In Italia, nel 1967 i Nomadi cantano Dio è morto scritta da Francesco Guccini. Considerata blasfema dalla Rai, e dunque censurata, viene ascoltata e riproposta al mercato musicale, da Radio Vaticana, convinta che l’importanza dei temi trattati dalla canzone, dovessero arrivare a tutti. Inizialmente, questa canzone venne presentata con il punto interrogativo: ciascuno risponderà personalmente, dopo aver considerato quanto Guccini scrisse sulle disgrazie di Auschwitz.
Fabrizio De André, dedica molte delle sue canzoni a Dio, la più conosciuta è forse “Il pescatore”, del 1968, che allude al gesto di dare da mangiare e da bere a chi è affamato e assetato. Quindici anni dopo anche il giovane Vasco Rossi si rivolge a Dio. Nell’anno di successi, come “Bollicine”, “Una canzone per te” e “Vita Spericolata”, viene presentata “Portatemi Dio”. Da sempre dichiarato ateo, ma comunque non contrario alla Chiesa, ma ai falsi predicatori della parola di Dio, tanto da essere stato molto amico di Don Andrea Gallo, con questo brano mostra il suo sgomento per quanto accade attorno e dentro di lui e Lo invita a rispondere a domande che affliggono la promettente rockstar.
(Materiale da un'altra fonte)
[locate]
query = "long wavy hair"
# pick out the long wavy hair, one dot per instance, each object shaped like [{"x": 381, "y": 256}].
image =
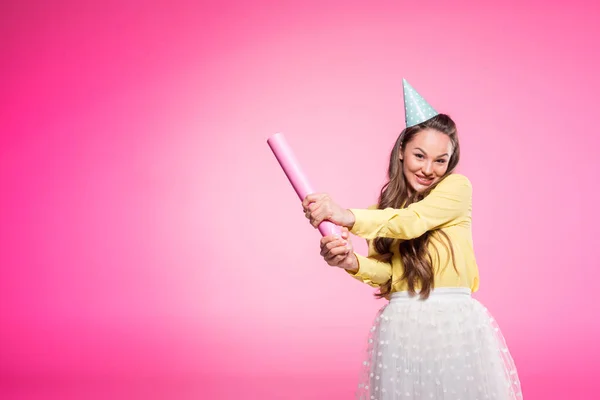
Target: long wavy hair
[{"x": 396, "y": 193}]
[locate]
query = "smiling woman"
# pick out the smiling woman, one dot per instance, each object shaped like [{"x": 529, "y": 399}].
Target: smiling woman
[{"x": 432, "y": 340}]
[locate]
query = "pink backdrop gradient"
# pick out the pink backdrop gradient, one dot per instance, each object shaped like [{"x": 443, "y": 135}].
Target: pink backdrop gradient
[{"x": 151, "y": 246}]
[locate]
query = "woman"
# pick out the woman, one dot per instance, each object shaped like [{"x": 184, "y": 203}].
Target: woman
[{"x": 432, "y": 340}]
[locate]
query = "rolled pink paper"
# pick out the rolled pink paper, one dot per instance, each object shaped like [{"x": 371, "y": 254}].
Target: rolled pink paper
[{"x": 292, "y": 170}]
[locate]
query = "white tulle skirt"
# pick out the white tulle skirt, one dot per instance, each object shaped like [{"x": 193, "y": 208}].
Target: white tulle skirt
[{"x": 445, "y": 347}]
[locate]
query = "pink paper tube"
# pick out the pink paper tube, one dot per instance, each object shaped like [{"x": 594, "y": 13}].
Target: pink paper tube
[{"x": 292, "y": 170}]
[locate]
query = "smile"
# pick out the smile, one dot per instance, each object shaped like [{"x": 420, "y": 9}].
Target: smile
[{"x": 424, "y": 181}]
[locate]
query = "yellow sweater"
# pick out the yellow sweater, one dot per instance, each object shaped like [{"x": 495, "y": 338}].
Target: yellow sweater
[{"x": 448, "y": 208}]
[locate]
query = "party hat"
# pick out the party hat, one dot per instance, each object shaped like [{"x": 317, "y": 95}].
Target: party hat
[{"x": 416, "y": 109}]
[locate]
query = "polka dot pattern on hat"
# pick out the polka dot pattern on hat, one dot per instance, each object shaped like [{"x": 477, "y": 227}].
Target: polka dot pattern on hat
[{"x": 416, "y": 109}]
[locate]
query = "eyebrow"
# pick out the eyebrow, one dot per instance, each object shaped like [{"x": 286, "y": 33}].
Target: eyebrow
[{"x": 424, "y": 152}]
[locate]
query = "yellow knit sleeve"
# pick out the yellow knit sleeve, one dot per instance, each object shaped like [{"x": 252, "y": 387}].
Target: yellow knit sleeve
[
  {"x": 374, "y": 270},
  {"x": 446, "y": 205}
]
Nel 1996, dopo un processo di rinascita, in cui lo stesso Vasco Rossi fa intendere di aver riscoperto un nuovo senso della vita, canta, in “Un gran bel film”: “Quindi tu prega il tuo Dio, che io prego il mio”, evidenziando diverse esperienze del divino rivolgendosi anche a coloro che amano il denaro e altri beni materiali.
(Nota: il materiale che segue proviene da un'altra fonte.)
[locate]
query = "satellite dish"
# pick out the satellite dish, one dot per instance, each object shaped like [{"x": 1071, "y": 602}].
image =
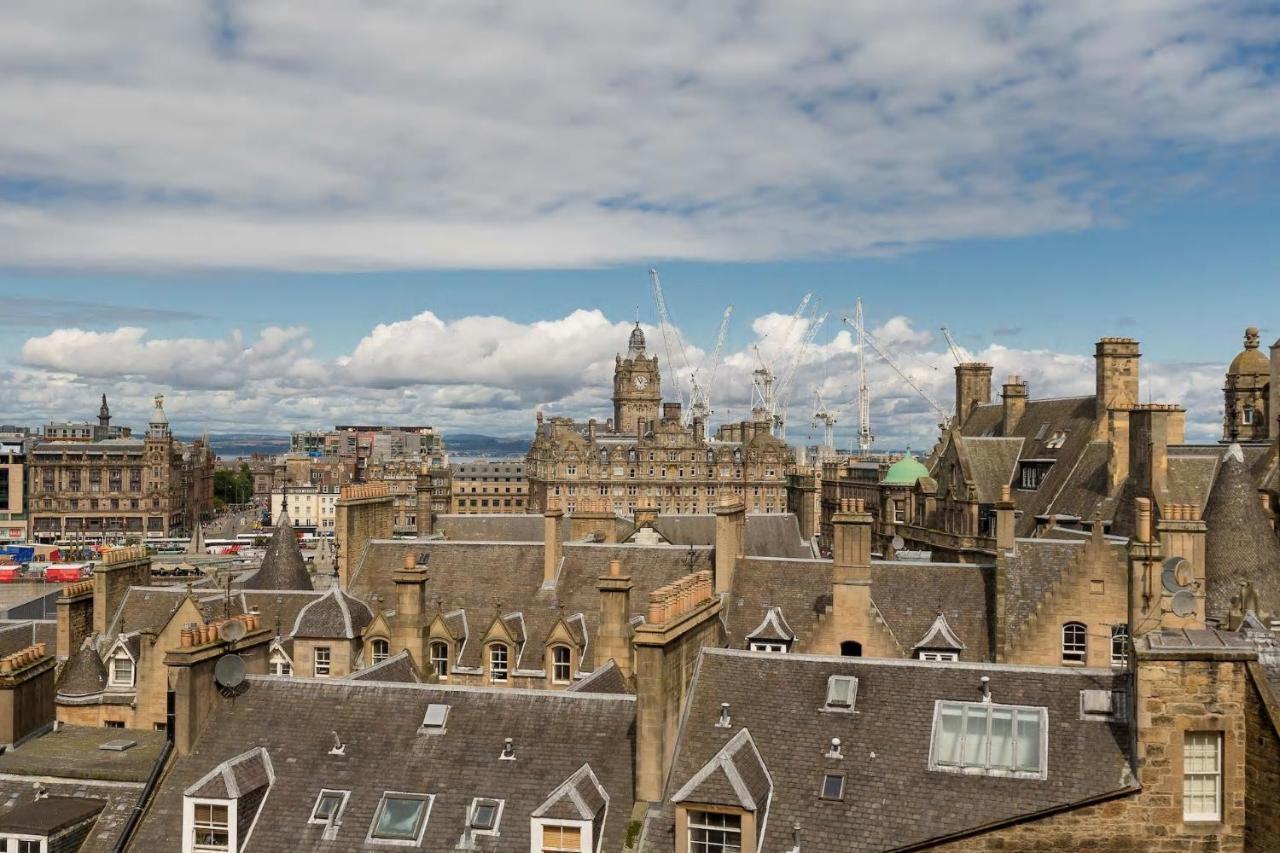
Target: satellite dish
[
  {"x": 1183, "y": 603},
  {"x": 229, "y": 671},
  {"x": 231, "y": 630},
  {"x": 1176, "y": 574}
]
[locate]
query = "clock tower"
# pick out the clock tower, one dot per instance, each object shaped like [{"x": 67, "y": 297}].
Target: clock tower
[{"x": 636, "y": 392}]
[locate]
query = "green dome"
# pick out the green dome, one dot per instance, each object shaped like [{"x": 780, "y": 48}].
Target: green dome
[{"x": 905, "y": 471}]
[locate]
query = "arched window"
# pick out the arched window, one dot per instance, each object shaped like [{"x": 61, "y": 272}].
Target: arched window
[
  {"x": 1074, "y": 643},
  {"x": 1119, "y": 646},
  {"x": 562, "y": 669},
  {"x": 440, "y": 660},
  {"x": 498, "y": 664}
]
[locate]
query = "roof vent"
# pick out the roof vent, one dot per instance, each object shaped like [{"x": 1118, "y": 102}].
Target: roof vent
[
  {"x": 118, "y": 746},
  {"x": 434, "y": 719}
]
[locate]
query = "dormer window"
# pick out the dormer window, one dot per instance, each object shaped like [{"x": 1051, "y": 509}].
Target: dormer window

A metà degli anni ’80, anche Luca Carboni permette a tutti i suoi fans e non solo, di conoscere il suo rapporto con la fede e con Dio. Nel suo terzo album, “Luca Carboni”, la seconda traccia è rivolta al Figlio di Dio. Si tratta di “Caro Gesù”. Più interessante e sicuramente più conosciuta, è però la traccia numero uno. Qui la figura di Dio, viene appena accennata, ma è interessante perché legata ad un argomento molto delicato e sentito in quegli anni: l’abuso di eroina presso i giovani. “Silvia lo sai” parla di Luca, amico di Carboni che già dall’infanzia mostrava evidenti segnali di debolezza relazionale. Queste difficoltà lo porteranno poi nel mondo della droga e a cantare di Dio come “cattivo e noioso, preso andando a dottrina, (che) come un arbitro severo fischiava tutti i perché”. È curioso notare una lettura polemica sulle istituzioni religiose e scolastiche dell’epoca e un’esperienza di Dio incapace di aiutarlo.
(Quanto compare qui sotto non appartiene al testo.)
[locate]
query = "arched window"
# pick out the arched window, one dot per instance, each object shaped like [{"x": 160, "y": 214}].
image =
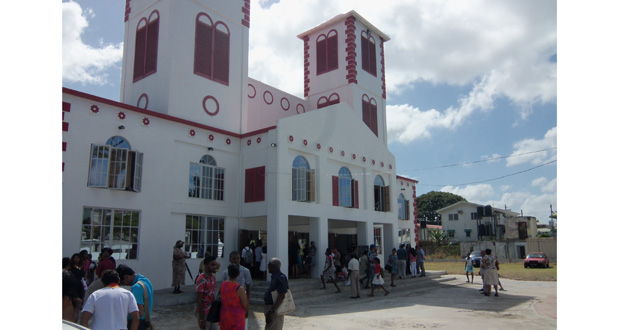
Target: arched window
[
  {"x": 345, "y": 189},
  {"x": 115, "y": 166},
  {"x": 327, "y": 52},
  {"x": 403, "y": 208},
  {"x": 369, "y": 113},
  {"x": 147, "y": 37},
  {"x": 324, "y": 101},
  {"x": 211, "y": 49},
  {"x": 369, "y": 53},
  {"x": 382, "y": 195},
  {"x": 206, "y": 180},
  {"x": 303, "y": 180}
]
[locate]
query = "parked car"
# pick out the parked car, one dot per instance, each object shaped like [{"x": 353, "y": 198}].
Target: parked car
[
  {"x": 536, "y": 259},
  {"x": 476, "y": 256}
]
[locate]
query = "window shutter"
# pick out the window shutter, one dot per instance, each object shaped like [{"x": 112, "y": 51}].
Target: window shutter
[
  {"x": 203, "y": 49},
  {"x": 332, "y": 52},
  {"x": 321, "y": 56},
  {"x": 152, "y": 37},
  {"x": 372, "y": 58},
  {"x": 140, "y": 54},
  {"x": 356, "y": 197},
  {"x": 221, "y": 52},
  {"x": 365, "y": 53},
  {"x": 335, "y": 197},
  {"x": 310, "y": 185}
]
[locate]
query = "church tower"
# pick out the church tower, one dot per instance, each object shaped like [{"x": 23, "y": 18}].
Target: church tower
[
  {"x": 187, "y": 59},
  {"x": 344, "y": 62}
]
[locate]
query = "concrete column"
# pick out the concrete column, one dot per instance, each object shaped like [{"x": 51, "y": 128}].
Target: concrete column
[{"x": 319, "y": 234}]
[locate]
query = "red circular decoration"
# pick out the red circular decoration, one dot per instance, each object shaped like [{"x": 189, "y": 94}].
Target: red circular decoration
[
  {"x": 211, "y": 112},
  {"x": 285, "y": 104}
]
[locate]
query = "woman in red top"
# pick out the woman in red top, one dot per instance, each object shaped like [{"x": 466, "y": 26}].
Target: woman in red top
[{"x": 235, "y": 305}]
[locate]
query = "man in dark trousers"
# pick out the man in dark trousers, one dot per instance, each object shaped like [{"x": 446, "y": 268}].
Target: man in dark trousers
[
  {"x": 279, "y": 283},
  {"x": 129, "y": 277}
]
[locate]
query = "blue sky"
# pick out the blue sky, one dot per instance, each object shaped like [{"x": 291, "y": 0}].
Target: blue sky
[{"x": 471, "y": 83}]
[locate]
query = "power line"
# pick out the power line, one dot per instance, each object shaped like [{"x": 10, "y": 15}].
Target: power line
[
  {"x": 501, "y": 177},
  {"x": 481, "y": 161}
]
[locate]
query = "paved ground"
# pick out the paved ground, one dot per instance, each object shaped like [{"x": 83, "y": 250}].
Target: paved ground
[{"x": 453, "y": 304}]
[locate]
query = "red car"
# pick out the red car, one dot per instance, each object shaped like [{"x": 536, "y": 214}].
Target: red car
[{"x": 536, "y": 259}]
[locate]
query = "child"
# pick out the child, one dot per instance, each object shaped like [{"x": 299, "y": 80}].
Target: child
[
  {"x": 377, "y": 280},
  {"x": 469, "y": 268}
]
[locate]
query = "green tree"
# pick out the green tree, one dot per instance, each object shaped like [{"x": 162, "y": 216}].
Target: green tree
[{"x": 429, "y": 203}]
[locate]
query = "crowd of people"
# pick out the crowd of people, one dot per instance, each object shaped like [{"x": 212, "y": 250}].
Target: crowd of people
[{"x": 93, "y": 297}]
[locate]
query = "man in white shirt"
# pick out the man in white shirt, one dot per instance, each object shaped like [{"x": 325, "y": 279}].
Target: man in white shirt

Anche Renato Zero ha parlato di Dio nelle sue canzoni e lo ha fatto soprattutto nel 1980, in “Potrebbe essere Dio” e l’anno dopo in “Più su”. La seconda, capolavoro di testo e significato, analizza, con quell’intimità e delicatezza che contraddistinguono il “cantattore”, l’ascesa al cielo a cui possono prendere parte tutti, rivolgendosi direttamente a lui quando canta “fino a sfiorare Dio, e gli domando io: ‘Signore, perché mi trovo qui, se non conosco amore?’”. Questa volta sembra dunque che la figura di Dio, sia quella di un Dio buono e misericordioso, in grado di accettare chiunque nel suo Regno, e di consolare gli afflitti e di rassicurare coloro che soffrono e hanno paura.
È di Luciano Ligabue probabilmente, la canzone rivolta a Dio, più interessante della musica italiana. Stiamo parlando di “Hai un momento, Dio?” (1995). Anche il rocker emiliano si trova in un momento di solitudine che lo affligge tanto da invitare Dio a bere qualcosa assieme a lui e rispondere ai suoi perché. Il tono scherzoso del testo sembra evidenziare una forte delusione da parte del Liga, ma allo stesso tempo un desiderio di appacificarsi con Dio e con la sua vita.
Il forse poco conosciuto Alessandro Bono (avrebbe dovuto cantare “Terra Promessa”) scrisse e cantò “Gesù Cristo”, Gesù Cristo ritorna, qui c’è ancora bisogno di te: una preghiera a una persona particolare in un momento particolare della vita. Come a dire, o meglio cantare, che anche la musica moderna nella sua ricerca di cantare il vero e il bello non può evitare questo buon, buon Padre il quale non disdegna di usare anche questo linguaggio per parlare con ognuno di noi.